Our recommendations from this work are listed below with a Contact for more information. Status will change from "In process" to "Implemented" or "Not implemented" based on our follow up work.

Director:
Team:
Phone:
Leslie G. Aronovitz
Government Accountability Office: Health Care
(312) 220-7767


Recommendations for Executive Action


Recommendation: The Administrator of CMS should require the PSCs to develop thresholds for unexplained increases in billing--and use them to develop automated prepayment controls as one component of their manual medical review strategies.

Agency Affected: Department of Health and Human Services: Centers for Medicare and Medicaid Services

Status: In process

Comments: In its comments on the report, the Centers for Medicare & Medicaid Services (CMS) agreed with this recommendation and indicated that it would build upon existing Program Safeguard Contractors' (PSC) processes for identifying billing increases and would work to improve contractors' automated prepayment controls. In particular, it will incorporate these approaches into its development of Medically Unlikely Edits (MUE) and the PSCs' current processes for identifying spike billings. CMS officials also indicated that they would consider ways to improve the contractors' automated pre-payment controls to further enhance and prioritize the contractors' medical review efforts

Recommendation: The Administrator of CMS should require the Durable Medical Equipment Medicare Administrative Contractors, Durable Medical Equipment Regional Carrier, and PSCs to exchange information on their automated prepayment controls, and have each of these contractors consider whether the automated prepayment controls developed by the others could reduce their incidence of improper payments.

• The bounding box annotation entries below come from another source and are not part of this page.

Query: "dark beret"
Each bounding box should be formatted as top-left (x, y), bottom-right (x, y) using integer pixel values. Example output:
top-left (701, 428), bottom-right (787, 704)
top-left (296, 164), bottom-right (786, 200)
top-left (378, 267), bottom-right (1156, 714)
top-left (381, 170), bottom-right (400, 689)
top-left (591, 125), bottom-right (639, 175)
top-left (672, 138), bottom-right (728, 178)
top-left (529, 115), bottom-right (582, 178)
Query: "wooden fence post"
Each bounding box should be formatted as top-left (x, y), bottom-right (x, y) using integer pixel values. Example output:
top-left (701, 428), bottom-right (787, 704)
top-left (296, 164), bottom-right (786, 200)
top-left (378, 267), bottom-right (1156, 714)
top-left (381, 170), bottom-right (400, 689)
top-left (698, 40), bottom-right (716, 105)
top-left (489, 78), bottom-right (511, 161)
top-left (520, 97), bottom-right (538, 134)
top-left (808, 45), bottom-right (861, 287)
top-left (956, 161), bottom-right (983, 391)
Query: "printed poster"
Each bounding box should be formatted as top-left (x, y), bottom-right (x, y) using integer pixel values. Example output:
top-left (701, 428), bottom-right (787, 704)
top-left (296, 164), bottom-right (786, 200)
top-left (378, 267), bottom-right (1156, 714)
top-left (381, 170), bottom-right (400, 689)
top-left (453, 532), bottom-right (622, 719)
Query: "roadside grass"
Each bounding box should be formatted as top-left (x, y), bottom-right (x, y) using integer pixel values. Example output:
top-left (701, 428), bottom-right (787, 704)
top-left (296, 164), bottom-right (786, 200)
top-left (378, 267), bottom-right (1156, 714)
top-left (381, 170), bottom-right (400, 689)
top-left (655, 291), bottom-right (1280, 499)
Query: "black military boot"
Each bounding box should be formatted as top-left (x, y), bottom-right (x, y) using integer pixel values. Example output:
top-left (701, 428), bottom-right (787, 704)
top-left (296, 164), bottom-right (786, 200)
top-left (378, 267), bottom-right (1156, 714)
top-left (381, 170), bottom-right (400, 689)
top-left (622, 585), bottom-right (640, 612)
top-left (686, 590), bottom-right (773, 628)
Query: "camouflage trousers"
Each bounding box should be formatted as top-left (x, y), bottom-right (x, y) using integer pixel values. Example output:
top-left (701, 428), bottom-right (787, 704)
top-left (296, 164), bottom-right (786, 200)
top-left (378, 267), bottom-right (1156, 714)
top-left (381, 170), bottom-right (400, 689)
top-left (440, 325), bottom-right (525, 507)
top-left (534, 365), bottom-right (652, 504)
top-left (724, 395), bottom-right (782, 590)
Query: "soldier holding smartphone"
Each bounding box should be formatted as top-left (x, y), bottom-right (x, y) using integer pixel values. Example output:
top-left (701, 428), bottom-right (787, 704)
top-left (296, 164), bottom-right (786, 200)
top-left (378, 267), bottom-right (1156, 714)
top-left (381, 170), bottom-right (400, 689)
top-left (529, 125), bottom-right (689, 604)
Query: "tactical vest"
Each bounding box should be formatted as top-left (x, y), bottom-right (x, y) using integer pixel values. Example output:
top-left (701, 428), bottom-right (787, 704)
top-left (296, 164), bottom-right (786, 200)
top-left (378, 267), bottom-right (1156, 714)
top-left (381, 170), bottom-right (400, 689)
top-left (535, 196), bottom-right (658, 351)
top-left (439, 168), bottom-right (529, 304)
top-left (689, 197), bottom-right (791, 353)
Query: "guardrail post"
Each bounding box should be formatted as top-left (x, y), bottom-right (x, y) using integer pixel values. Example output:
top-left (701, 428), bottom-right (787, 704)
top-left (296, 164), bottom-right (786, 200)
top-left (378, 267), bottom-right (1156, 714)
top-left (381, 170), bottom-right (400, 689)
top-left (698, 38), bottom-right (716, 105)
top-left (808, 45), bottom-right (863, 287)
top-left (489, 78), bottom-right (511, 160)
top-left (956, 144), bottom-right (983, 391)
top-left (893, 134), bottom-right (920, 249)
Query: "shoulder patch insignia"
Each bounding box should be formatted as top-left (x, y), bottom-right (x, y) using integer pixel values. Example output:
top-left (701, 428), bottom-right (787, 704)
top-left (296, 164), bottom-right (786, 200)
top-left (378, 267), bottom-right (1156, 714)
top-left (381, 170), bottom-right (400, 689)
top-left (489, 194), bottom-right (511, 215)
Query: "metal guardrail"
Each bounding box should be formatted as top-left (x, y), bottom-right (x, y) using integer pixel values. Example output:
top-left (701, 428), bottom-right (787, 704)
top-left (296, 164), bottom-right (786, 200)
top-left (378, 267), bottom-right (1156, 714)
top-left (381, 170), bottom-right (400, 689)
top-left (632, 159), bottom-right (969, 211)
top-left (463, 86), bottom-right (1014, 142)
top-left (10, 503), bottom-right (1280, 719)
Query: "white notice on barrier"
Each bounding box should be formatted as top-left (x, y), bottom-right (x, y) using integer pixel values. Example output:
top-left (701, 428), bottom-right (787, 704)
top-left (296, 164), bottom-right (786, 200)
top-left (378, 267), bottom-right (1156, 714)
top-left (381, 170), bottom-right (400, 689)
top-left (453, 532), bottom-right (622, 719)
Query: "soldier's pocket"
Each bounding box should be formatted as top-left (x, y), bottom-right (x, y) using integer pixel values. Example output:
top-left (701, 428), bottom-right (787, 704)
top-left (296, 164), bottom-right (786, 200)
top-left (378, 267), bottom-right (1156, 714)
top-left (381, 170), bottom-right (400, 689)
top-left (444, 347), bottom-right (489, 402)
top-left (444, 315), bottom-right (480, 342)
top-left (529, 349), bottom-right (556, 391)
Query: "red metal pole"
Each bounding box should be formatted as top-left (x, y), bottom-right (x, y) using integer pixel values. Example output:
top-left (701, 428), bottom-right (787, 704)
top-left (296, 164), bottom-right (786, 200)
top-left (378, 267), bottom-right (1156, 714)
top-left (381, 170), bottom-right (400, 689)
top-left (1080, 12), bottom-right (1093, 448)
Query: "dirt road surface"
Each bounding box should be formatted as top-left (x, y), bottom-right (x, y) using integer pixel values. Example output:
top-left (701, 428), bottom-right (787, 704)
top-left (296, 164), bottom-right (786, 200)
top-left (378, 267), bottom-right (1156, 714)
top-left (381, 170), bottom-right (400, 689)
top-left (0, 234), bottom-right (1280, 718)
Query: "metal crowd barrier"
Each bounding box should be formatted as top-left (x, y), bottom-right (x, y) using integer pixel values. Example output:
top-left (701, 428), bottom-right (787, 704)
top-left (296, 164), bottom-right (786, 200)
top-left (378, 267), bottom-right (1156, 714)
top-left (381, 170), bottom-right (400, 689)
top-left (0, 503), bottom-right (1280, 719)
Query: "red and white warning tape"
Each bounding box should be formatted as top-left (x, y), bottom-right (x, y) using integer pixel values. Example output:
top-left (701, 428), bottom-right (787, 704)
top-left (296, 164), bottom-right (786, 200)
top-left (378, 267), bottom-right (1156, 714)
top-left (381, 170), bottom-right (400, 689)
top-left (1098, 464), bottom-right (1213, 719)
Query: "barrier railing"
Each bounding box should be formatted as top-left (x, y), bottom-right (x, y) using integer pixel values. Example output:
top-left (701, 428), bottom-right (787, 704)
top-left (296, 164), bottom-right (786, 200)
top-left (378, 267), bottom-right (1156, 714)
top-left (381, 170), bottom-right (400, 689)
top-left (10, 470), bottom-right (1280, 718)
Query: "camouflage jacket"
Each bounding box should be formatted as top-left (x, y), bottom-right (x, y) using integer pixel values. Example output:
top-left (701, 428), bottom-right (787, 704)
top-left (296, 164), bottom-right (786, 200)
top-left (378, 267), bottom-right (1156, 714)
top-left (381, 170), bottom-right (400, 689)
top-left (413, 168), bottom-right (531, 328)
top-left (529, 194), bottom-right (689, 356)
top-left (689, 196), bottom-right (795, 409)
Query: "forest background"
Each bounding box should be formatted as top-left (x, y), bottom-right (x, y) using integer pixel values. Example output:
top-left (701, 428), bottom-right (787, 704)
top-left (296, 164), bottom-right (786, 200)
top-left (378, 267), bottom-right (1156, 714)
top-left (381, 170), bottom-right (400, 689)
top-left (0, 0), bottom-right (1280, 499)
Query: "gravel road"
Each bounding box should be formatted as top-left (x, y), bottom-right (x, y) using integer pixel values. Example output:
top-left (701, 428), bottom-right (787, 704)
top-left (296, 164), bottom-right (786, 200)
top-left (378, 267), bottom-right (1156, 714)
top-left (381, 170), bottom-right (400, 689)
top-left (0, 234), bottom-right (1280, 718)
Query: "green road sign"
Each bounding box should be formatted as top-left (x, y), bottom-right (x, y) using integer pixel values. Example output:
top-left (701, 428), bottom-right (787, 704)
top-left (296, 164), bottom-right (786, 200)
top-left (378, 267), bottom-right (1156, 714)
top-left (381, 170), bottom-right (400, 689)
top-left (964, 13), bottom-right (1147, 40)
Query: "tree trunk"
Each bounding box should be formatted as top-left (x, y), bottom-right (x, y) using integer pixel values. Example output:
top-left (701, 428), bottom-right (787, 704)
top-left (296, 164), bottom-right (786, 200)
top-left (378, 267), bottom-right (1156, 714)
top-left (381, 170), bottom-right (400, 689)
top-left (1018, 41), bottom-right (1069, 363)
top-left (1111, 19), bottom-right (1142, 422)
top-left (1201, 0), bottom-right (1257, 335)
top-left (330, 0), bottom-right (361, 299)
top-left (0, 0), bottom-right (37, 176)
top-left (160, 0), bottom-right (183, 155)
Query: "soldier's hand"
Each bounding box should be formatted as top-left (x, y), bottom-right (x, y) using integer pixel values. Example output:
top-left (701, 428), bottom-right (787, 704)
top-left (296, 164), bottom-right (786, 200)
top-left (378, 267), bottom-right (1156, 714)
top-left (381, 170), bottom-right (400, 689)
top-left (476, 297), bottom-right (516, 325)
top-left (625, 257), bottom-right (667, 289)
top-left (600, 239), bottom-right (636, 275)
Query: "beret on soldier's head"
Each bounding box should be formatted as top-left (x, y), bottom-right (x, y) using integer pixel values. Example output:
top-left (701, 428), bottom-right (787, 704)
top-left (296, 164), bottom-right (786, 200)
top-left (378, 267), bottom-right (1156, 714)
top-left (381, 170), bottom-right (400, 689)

Agency Affected: Department of Health and Human Services: Centers for Medicare and Medicaid Services

Status: In process

Comments: The Centers for Medicare & Medicaid Services (CMS) agreed with this recommendation in its comments on the report and responded that the contractors' Joint Operating Agreements (JOA)provide a means through which information could be shared. CMS currently requires these contractors to have Joint Operating Agreements attached to each of their contracts to outline specifically the contact people and coordination points for sharing information across contractors. CMS officials indicated that they believe that contractors currently coordinate their edit processes but would review the contractors' JOAs to ensure that this requirement is clear and that it is being adequately followed.